正则表达式模式从字符串中查找单词

Question

I have a string as follow.

#a girlfriend, or win an argument,

but

same

# techniques

It should give the output as follow.

a girlfriend, or win an argument,

techniques

I used the pattern, "#\\s*([^#]+$|\\w*)" to do this. But it only gives output as

a

techniques

Please help me.

Below is the code I am using.

            Pattern pattern = Pattern.compile("#\\s*([^#\n\r]+$|\\w*)");
            Matcher matcher = pattern.matcher(s);
               while (matcher.find()) {
                   System.out.println(matcher.group());

}

Answer 1

Try with:

/#\W*(.*)/

It will ignore all whitespaces after # and grab everything after.

Answer 2

You could try (#[^#\\n]*\\n?)

Let me know what happens :)

Answer 3

Use this pattern '#\\s*([^#\\n\\r]+$|\\w*)' and iterate for each match.
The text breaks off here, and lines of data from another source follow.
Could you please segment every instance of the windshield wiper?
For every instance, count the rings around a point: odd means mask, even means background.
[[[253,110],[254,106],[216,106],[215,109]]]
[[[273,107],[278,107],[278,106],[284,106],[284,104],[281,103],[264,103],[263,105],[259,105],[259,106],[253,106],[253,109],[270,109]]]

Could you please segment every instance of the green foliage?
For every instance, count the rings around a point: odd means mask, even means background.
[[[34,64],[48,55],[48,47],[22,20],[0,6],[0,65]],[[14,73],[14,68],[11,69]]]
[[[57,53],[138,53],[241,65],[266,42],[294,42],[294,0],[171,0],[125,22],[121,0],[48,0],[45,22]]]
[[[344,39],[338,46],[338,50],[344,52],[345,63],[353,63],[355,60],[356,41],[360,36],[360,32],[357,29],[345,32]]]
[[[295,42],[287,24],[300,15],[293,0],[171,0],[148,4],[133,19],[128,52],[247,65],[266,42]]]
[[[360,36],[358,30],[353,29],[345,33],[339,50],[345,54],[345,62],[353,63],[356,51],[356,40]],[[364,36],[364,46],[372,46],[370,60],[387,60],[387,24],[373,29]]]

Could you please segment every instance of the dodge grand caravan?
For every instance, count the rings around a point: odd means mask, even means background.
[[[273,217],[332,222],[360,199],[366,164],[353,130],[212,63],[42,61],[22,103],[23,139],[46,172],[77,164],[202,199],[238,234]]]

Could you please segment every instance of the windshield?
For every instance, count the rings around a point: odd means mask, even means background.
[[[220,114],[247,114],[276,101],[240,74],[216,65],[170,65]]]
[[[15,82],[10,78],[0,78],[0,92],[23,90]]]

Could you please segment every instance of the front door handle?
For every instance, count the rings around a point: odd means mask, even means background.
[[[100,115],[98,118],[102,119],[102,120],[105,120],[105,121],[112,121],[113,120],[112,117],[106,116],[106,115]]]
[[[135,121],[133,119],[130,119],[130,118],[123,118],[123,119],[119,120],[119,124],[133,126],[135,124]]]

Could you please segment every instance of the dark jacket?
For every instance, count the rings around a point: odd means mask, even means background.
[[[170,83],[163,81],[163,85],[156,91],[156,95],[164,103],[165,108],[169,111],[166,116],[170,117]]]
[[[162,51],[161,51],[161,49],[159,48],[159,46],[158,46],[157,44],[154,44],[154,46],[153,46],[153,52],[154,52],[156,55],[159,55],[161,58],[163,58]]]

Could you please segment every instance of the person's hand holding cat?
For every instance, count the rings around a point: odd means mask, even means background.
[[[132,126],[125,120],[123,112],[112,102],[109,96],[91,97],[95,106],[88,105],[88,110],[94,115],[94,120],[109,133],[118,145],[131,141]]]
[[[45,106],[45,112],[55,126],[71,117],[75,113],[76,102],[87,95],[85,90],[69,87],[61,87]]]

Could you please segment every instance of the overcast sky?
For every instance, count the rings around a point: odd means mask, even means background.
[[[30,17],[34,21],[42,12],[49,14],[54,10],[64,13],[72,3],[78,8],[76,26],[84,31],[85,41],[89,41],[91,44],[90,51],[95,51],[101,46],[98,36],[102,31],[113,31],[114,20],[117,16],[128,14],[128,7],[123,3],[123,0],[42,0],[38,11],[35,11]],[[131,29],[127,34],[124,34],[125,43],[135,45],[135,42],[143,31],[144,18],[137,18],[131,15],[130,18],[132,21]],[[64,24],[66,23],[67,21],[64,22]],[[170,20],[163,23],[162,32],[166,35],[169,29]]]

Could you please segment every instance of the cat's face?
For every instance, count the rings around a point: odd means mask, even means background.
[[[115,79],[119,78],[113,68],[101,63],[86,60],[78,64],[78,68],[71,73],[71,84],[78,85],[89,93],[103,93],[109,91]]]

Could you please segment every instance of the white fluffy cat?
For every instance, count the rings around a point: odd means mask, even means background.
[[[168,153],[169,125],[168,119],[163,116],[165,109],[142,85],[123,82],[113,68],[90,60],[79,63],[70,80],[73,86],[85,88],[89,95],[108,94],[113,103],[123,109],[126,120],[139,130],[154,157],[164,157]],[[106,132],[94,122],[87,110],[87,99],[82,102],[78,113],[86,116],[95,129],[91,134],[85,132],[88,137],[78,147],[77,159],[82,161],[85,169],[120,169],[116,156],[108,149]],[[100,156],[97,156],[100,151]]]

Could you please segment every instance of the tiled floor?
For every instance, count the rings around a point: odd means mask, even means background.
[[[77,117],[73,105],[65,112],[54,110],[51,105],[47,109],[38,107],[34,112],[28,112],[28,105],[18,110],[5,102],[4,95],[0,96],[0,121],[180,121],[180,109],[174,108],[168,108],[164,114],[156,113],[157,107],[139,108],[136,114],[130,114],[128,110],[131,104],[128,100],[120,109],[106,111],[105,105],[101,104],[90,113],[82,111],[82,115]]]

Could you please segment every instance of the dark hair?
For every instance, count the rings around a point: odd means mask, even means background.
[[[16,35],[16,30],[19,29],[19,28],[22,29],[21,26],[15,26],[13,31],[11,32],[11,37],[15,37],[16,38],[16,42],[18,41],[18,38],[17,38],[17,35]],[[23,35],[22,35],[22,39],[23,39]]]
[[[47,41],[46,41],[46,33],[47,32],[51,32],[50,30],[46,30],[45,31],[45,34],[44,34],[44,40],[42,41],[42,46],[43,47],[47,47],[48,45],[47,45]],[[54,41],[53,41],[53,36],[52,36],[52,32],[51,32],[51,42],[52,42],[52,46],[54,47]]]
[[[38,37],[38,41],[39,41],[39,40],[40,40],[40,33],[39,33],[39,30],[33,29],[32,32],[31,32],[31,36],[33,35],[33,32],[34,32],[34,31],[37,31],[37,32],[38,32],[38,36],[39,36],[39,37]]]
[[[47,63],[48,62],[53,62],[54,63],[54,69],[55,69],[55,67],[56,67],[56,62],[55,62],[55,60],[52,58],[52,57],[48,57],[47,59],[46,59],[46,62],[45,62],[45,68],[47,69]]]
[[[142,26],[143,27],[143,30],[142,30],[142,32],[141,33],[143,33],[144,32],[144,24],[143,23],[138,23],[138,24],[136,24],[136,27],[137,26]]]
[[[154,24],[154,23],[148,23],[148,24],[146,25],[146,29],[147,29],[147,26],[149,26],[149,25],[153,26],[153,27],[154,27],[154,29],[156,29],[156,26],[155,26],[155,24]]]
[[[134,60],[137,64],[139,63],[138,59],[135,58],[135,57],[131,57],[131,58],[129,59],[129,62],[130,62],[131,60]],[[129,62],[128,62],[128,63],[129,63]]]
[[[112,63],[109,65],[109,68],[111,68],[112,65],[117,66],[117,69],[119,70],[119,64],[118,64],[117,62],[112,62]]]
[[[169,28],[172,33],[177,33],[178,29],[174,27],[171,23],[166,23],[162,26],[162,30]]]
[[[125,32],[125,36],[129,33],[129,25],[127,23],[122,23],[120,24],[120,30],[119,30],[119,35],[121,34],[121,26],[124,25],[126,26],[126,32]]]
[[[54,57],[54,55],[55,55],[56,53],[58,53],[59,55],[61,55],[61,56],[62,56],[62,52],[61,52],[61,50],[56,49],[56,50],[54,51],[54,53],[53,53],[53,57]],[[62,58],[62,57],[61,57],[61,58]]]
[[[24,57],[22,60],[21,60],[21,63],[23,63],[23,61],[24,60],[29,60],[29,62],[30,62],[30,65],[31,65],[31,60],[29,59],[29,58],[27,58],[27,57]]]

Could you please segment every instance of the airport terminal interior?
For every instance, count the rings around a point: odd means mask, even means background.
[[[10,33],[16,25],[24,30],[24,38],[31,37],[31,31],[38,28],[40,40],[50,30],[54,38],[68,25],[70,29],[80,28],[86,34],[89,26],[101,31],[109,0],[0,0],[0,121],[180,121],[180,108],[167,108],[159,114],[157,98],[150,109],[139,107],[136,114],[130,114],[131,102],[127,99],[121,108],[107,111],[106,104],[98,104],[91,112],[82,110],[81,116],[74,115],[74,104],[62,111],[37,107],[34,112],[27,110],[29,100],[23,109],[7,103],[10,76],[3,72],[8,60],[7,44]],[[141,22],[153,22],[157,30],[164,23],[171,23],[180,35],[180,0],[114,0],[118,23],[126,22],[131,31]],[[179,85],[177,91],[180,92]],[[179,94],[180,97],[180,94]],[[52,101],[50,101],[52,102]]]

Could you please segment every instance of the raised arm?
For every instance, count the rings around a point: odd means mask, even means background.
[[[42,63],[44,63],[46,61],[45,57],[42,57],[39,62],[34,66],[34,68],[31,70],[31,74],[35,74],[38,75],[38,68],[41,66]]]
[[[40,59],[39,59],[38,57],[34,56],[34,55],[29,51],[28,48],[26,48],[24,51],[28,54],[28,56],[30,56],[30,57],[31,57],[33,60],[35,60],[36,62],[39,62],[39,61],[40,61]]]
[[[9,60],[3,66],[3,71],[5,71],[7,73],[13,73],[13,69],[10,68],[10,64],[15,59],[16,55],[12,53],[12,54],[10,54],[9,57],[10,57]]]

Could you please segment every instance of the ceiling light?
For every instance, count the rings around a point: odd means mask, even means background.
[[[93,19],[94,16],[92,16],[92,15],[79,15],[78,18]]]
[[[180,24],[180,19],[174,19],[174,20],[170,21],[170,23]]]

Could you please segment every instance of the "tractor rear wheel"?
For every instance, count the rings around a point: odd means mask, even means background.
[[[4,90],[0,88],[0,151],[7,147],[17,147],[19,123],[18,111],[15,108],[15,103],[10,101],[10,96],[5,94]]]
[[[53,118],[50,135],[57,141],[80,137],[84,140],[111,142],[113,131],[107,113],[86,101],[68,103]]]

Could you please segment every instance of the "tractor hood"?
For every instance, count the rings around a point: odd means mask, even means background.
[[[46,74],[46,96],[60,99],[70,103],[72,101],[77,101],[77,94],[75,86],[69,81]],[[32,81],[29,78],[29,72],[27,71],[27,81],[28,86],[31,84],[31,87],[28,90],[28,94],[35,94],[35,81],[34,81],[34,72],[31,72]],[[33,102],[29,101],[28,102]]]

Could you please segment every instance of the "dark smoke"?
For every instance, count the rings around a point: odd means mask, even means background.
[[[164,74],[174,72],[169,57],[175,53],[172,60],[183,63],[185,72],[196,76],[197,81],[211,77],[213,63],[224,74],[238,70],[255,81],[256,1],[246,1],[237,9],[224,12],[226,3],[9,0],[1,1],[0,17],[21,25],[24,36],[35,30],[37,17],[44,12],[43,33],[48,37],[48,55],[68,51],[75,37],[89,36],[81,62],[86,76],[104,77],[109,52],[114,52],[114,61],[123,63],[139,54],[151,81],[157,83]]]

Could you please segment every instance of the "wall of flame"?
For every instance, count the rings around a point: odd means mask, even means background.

import java.util.regex.Matcher;
import java.util.regex.Pattern;

public class Main {
  public static void main(String[] argv) throws Exception {

    Pattern pattern = Pattern.compile("pattern");
    Matcher matcher = pattern.matcher("mystring");

    // Find all matches
    while (matcher.find()) {
      // Get the matching string
      String match = matcher.group();
    }
  }
}

Answer 4

This is a really helpful site for testing your regex and see what you are going to end up with: http://myregexp.com/

I think this is what you are looking for #\\s*([^#] |\\w ). That $ is what was getting you.

This translates to give me everything after the first #[space] that is not a #. You are not trying to match the second line that starts with a #. You are taking everything after the first # that is not #

Hope that helps

Answer 5

Here is the full code that should work for you:

String s = "# hello!";
Pattern pattern = Pattern.compile("#\\W*([^#]*)");
Matcher matcher = pattern.matcher(s);
while (matcher.find()) {
    System.out.println(matcher.group(1));
}

It's necessary to use matcher.group(1) so that you get just the parenthesized capture group and not the entire expression.